Because many agencies failed, for whatever reason, to report many rules to Congress as the CRA requires (especially policy memos and guidance documents, termed “regulatory dark matter” by one scholar), Congress can still use the CRA to disapprove those rules. The CRA requires any federal agency issuing a rule to submit a short “report” on it, with the text of the rule and any cost-benefit analysis, to the House, Senate, and GAO before the rule can go into effect. The 60 legislative day review clock starts on the later of two dates: when the rule is published and when it is sent to Congress. Any rule an agency has failed to submit to Congress is unenforceable under the CRA and remains vulnerable to Congress’s disapproval when it is finally properly reported.

image description
Congress can use the CRA to disapprove any unreported rules going back to 1996.
image description
A simple majority in each House of Congress can kill a rule with the President’s signature
image description
Any rule an agency has failed to submit to Congress is unenforceable under the CRA

cra 2.0

If the Trump administration wants to cut regulations, it should start with burdensome rules that were never sent to Congress for its review under the CRA. Once the administration starts to submit them to Congress and indicates which it wants to go into effect and which it wants Congress to disapprove, Congress would have 60 legislative days to review and vote on such rules. That’s what we call “CRA 2.0.”

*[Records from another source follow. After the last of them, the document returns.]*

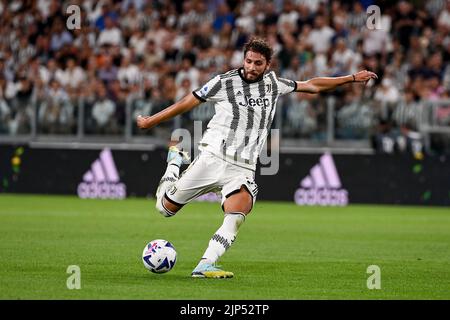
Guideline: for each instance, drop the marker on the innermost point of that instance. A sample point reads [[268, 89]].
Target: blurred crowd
[[154, 52]]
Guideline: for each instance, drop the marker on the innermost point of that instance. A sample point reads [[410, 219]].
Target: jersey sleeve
[[211, 91], [286, 86]]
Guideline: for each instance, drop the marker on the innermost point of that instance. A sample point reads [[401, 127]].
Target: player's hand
[[143, 122], [364, 76]]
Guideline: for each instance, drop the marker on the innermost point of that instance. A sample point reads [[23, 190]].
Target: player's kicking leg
[[175, 158], [236, 207]]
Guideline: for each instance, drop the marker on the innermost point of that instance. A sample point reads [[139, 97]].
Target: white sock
[[223, 238], [171, 176]]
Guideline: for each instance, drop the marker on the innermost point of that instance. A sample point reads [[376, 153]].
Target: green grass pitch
[[282, 251]]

The CRA’s streamlined procedures suspend the Senate filibuster. These resolutions can be passed with a simple majority vote and sent to the president. If the president signs a disapproval resolution, the agency is prohibited from issuing any "substantially similar" rule again.

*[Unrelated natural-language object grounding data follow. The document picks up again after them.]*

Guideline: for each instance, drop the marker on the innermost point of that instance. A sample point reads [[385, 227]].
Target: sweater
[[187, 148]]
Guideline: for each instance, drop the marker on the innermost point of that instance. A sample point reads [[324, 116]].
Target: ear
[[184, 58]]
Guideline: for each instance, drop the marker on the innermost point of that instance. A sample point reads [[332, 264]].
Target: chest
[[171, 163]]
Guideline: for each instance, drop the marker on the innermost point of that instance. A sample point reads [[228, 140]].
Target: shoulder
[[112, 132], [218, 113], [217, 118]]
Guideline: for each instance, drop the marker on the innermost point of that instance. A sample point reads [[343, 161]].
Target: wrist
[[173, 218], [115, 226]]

Scholars have counted hundreds of rules from the Obama administration alone that were not sent to Congress as required by the CRA. Some of those are extremely problematic rules with significant negative effects on Americans.

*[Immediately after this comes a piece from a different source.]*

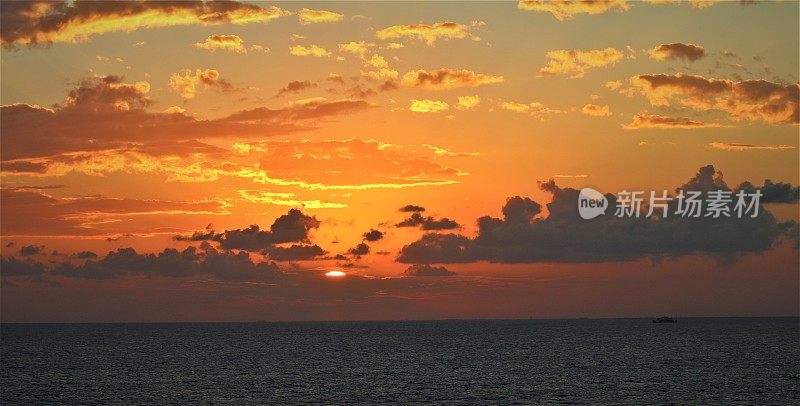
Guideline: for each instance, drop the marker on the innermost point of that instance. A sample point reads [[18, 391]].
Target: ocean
[[620, 361]]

President Trump could direct agencies to belatedly send certain rules to Congress, asking our democratic representatives to not only disallow them but effectively block any substantially similar rule in the future.

cra 3.0

What we call “CRA 3.0” is an even more efficient means for the new administration to meet its regulatory reform goals. Rule not sent to Congress as required by CRA are not lawfully in effect, even if they were thought to be. The administration should direct agencies not to enforce such rules while it decides what to do with them.

The administration should direct agencies to consult with OMB before sending old rules to Congress so Congress would not waste time reviewing rules that an agency might modify or withdraw. After consultation, the agency would have several options.

It could publish a notice declaring that a rule is being abandoned, reevaluated, or modified. The next step might vary depending on whether the rule was a guidance document or one that received public comment. Most guidance documents could be modified or withdrawn easily.

The agency might submit many rules to Congress so that they lawfully would go into effect. It could also submit certain rules with a request that Congress review and disapprove them, with a statement that the President would sign such disapproval.